Merge pull request #5345 from serathius/kep-2340-feedback

k8s-ci-robot · web-flow · commit 2cd9e569c869 · 2025-06-02T07:26:37.000-07:00
Revert decision to return retry-after based on feedback
diff --git a/keps/sig-api-machinery/2340-Consistent-reads-from-cache/README.md b/keps/sig-api-machinery/2340-Consistent-reads-from-cache/README.md
@@ -245,16 +245,9 @@ This design requires wait for a watch cache to catch up to the needed revision.
 There might be situation where watch is not providing updates causing watch cache to be permanently stale.
 For example if watch stream is clogged, or when using etcd version v3.3 and older that don't provide progress notifications.
 
-If the watch cache doesn't catch up in within some time limit we either fail the request or have a fallback.
-
-For Beta we have implemented a fallback mechanism that will revert to normal behavior before we reach timeout.
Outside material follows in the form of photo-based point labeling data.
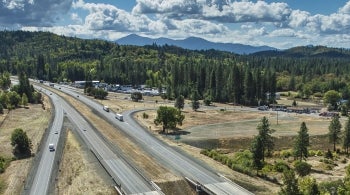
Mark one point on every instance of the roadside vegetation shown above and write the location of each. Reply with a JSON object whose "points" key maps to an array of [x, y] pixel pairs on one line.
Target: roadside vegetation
{"points": [[303, 74], [290, 168]]}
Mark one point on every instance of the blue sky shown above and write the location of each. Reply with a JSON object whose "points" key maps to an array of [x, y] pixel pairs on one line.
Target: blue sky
{"points": [[277, 23]]}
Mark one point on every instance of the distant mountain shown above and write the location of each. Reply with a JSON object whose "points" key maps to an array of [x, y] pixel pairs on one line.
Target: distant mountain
{"points": [[193, 43], [307, 51]]}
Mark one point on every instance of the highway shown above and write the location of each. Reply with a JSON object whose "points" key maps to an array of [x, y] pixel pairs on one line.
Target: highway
{"points": [[129, 181], [211, 182], [42, 177]]}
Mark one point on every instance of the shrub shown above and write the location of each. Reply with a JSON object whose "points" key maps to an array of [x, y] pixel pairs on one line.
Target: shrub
{"points": [[344, 160], [302, 168], [286, 153], [329, 154], [280, 166], [145, 115]]}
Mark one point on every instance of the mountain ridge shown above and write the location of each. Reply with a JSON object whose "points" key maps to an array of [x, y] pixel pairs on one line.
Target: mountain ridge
{"points": [[193, 43]]}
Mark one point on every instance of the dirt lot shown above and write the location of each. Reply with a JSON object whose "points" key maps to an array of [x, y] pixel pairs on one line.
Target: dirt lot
{"points": [[33, 120], [220, 126]]}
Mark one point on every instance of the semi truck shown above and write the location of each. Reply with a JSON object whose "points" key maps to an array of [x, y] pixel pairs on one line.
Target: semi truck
{"points": [[106, 108], [52, 147], [119, 117]]}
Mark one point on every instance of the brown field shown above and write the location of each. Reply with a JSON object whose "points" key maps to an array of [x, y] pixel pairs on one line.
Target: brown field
{"points": [[33, 120], [146, 164], [80, 172], [220, 126]]}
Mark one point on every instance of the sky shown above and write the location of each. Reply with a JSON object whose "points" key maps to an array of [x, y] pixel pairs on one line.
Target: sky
{"points": [[277, 23]]}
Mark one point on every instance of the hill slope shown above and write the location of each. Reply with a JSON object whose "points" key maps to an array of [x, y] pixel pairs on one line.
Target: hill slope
{"points": [[192, 43]]}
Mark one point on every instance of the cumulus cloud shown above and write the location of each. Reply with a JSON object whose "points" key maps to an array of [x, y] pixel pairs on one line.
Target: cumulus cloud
{"points": [[75, 17], [218, 10], [194, 26], [108, 17], [30, 12]]}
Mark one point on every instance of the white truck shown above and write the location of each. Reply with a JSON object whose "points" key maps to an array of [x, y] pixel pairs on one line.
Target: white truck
{"points": [[106, 108], [119, 117], [52, 147]]}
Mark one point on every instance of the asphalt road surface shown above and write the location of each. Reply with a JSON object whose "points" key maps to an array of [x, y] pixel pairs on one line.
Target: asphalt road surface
{"points": [[166, 155], [122, 173], [42, 177]]}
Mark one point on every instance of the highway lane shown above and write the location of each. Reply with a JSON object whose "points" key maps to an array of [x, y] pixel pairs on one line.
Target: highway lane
{"points": [[165, 154], [131, 181], [42, 177]]}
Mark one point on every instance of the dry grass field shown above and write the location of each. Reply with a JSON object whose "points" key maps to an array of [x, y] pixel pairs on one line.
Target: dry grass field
{"points": [[219, 126], [80, 172], [33, 120]]}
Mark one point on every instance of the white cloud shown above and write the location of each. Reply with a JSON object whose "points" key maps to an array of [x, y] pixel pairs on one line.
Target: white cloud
{"points": [[75, 17], [108, 17], [246, 21], [30, 12]]}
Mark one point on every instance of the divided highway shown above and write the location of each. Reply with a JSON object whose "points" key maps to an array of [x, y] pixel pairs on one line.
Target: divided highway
{"points": [[128, 179], [209, 181], [42, 177]]}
+If the watch cache doesn't catch up in within some time limit we fallback to etcd.
 To monitor fallback rate we introduced `apiserver_watch_cache_consistent_read_total` with `fallback` and `success` labels.
 
-With qualification results showing that fallback is needed and we can go back to the original design.
-We should fail the requests and rely on rate limiting to prevent cascading failure.  I.e. `Retry-After` HTTP header (for
-well-behaved clients) and [Apiserver Priority and Fairness](https://github.com/kubernetes/enhancements/blob/master/keps/sig-api-machinery/20190228-priority-and-fairness.md).
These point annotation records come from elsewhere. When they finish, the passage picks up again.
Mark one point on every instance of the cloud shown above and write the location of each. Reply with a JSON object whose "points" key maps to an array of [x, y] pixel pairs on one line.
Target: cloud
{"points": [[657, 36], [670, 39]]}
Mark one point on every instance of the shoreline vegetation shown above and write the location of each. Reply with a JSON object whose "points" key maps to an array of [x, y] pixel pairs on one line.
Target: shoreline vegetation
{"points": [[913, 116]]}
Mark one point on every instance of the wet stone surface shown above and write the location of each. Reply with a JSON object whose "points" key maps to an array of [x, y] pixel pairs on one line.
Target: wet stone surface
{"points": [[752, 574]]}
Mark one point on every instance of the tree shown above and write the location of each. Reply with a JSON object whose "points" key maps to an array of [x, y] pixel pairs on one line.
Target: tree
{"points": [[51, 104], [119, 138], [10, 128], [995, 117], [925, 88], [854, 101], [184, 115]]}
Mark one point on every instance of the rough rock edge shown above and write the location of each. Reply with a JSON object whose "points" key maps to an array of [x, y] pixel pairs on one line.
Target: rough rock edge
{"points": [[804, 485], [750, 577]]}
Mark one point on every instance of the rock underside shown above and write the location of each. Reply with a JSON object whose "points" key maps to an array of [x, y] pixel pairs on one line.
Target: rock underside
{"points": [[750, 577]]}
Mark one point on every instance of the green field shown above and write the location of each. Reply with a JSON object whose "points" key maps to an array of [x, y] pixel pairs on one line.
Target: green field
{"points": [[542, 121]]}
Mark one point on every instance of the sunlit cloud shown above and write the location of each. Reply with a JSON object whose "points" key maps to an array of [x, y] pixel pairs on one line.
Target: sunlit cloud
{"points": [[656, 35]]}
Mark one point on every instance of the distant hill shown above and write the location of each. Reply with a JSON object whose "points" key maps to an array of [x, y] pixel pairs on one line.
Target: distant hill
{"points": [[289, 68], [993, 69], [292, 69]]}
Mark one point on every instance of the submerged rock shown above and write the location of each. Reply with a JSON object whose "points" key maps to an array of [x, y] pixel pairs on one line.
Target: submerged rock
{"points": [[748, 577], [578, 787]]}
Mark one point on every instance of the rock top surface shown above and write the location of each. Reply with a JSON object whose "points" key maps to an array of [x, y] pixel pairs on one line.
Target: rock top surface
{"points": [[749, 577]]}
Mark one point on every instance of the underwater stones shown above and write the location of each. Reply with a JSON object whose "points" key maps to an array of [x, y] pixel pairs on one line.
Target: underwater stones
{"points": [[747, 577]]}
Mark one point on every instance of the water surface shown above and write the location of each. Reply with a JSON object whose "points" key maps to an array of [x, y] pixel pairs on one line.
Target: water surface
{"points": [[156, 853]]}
-The main reason for that is the added complexity and incorrect handling in APF that assumes that request cost doesn't change.
-
 ### How to debug cache issue?
 
 Let's present how the system currently works
@@ -341,7 +334,6 @@ After almost a year in Beta, running enabled default, we have collected the foll
 * In 99.9% of cases watch cache became fresh enough within 110ms.
 * Only 0.001% of waits for fresh cache took more than 250ms.
 * Consistent reads reached 5 nine's of availability, meaning cache was able to become fresh before timeout (3s) in 99.999% of cases.
-* Main cause of fallback was rolling update of etcd that forces a watch cache reinitialization.
 * We have identified and addressed one issue https://github.com/kubernetes/kubernetes/issues/129931
 
 The above results show that consistent reads from cache are stable and reliable. We are confident in promoting this feature to Stable.